Grève des transports : Nouakchott paralysée

En Mauritanie, Nouakchott est paralysée depuis lundi 1er mai 2017, date d’entrée en vigueur de la nouvelle réglementation du Code de la Route, par une grève généralisée des chauffeurs de taxi. Fumées noirâtres de pneus brûlés et odeurs âcres des grenades de la police donnent à la ville l’élan d’une cité fantôme.

Pneus brûlés près du Virage 18 Dar Naïm

A hauteur du Virage 18 de Dar Naïm, d’énormes volutes de fumées noirâtres obscurcissent le ciel. Ce qui attira des dizaines de curieux, dont de nombreux élèves de l’école privée Al Ghazali mais aussi des collégiens. Armés de gourdins et de barres de fer, des jeunes au visage recouvert par des foulards font la loi. Ils viennent de brûler plusieurs pneus, barrant toute la chaussée et obligeant les automobilistes à emprunter des voies latérales.

Certains taximen immobilisés 

Les taximen qui violent le mot d’ordre de grève, sont immobilisés, les passagers débarqués. Certains se voient tabasser, si leurs vitres ne sont fracassées. Peur au ventre, beaucoup de taxis passent. Vides. Malgré la foule coincée, qui attend depuis des heures, un moyen de se rendre en centre-ville ou au marché.

«Aucun véhicule de transport ne travaillera aujourd’hui » tonna un gros adolescent, torse nu, bras noueux, un gourdin à la main.

«Non au nouveau Code de la Route  ! Non à l’écrasement du peuple ! » vociféra juste à côté de lui, un autre adolescent, les côtes saillants et le visage ruisselant de sueur.

Debout devant  l’épicerie Abdallahi, des groupes discutent. «Il fallait introduire les améliorations dictées par le code de la route progressivement. Mais non ! Paf ! On veut obliger les voitures taxis dont 90% sont des carcasses à se transformer par une baguette magique en rutilances » commenta un homme, boubou blanc et visage disparaissant sous un Hawli noir.

«C’est vrai, acquiesça un quinquagénaire. Cette mesure frappe exclusivement les pauvres qui ont déjà du mal à joindre les deux bouts ».

Un homme en costume noir de banquier, mallette à la main, s’essuya le visage, puis lança «tout ça, pour renflouer les caisses de l’Etat. Il paraît que le Ministre des Finances, Ould Diay, (baptisé Ministre de la Faim), se frotte déjà les mains, car selon lui, l’application du nouveau code devra renflouer le Trésor public de 10 milliards d’UM !»
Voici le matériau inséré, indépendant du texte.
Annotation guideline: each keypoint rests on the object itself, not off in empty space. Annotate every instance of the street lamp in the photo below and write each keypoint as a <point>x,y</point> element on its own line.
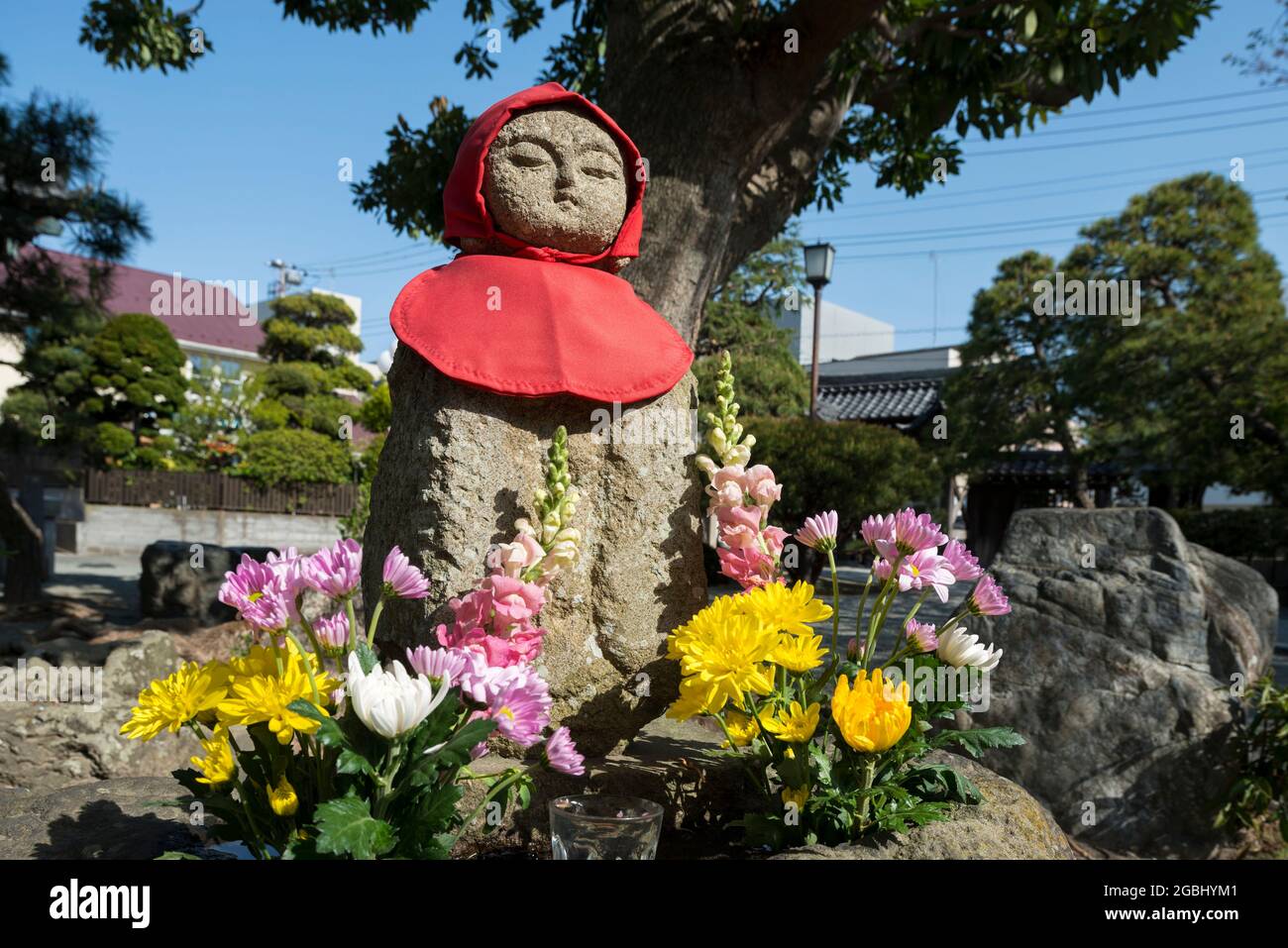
<point>818,272</point>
Indigné, un homme à l’allure d’un commerçant siffla entre les dents «quel cynisme ! Les citoyens souffrent déjà le martyr, tannés par un excès d’impôts et de taxes ! Nous n’avions pas besoin de tout ça ! » fit-il remarquer en balayant la main sur la foule excitée qui continuait à brûler les pneus.

La fumée surplombe le quartier à Dar Naïm

Brusquement, deux Pick-Up de la Police surgirent du néant. La foule se dispersa dans un vol de moineaux. Arrivés sur place, les agents harnachés comme des extraterrestres, gilet anti-balles au corps et casques vissés sur la tête se mirent à pourchasser les groupes de jeunes, au milieu du fracas assourdissant des grenades lacrymogènes dont l’odeur âcre se mêla à celle plus fétide des pneus en flamme. Deux récalcitrants furent embarqués. Après quelques minutes, les deux Pick-Up se détachèrent de la voie pour se rendre en toute précipitation vers une autre tension signalée un peu plus loin, vers le Virage Badou.

Des heurts dans toute la ville

Pendant toute la journée, des heurts un peu partout, dans les neuf départements de Nouakchott. Les incidents les plus violents sont signalés au Carrefour Madrid.

Si certains trouvent normal de mettre un peu d’ordre dans la circulation routière, se basant sur les chiffres effrayants des accidents de la route qui ont causé plusieurs centaines de morts, rient qu’au cours des dernières années, beaucoup trouvent que les mesures draconiennes prises interviennent dans un contexte difficile pour le commun des Mauritanien. Le bras-de fer risque cependant de pénaliser les citoyens qui n’ont plus de moyens de déplacement, d’autant que les deux camps semblent être intransigeants dans leur position.

Intervenant dans une émission télévisée, le Ministre de l’Équipement et des Transports a déclaré que le gouvernement ne reviendra pas sur l’application de la nouvelle loi, alors que les transporteurs sont déterminés à maintenir leur mot d’ordre de grève jusqu’au retrait du nouveau code.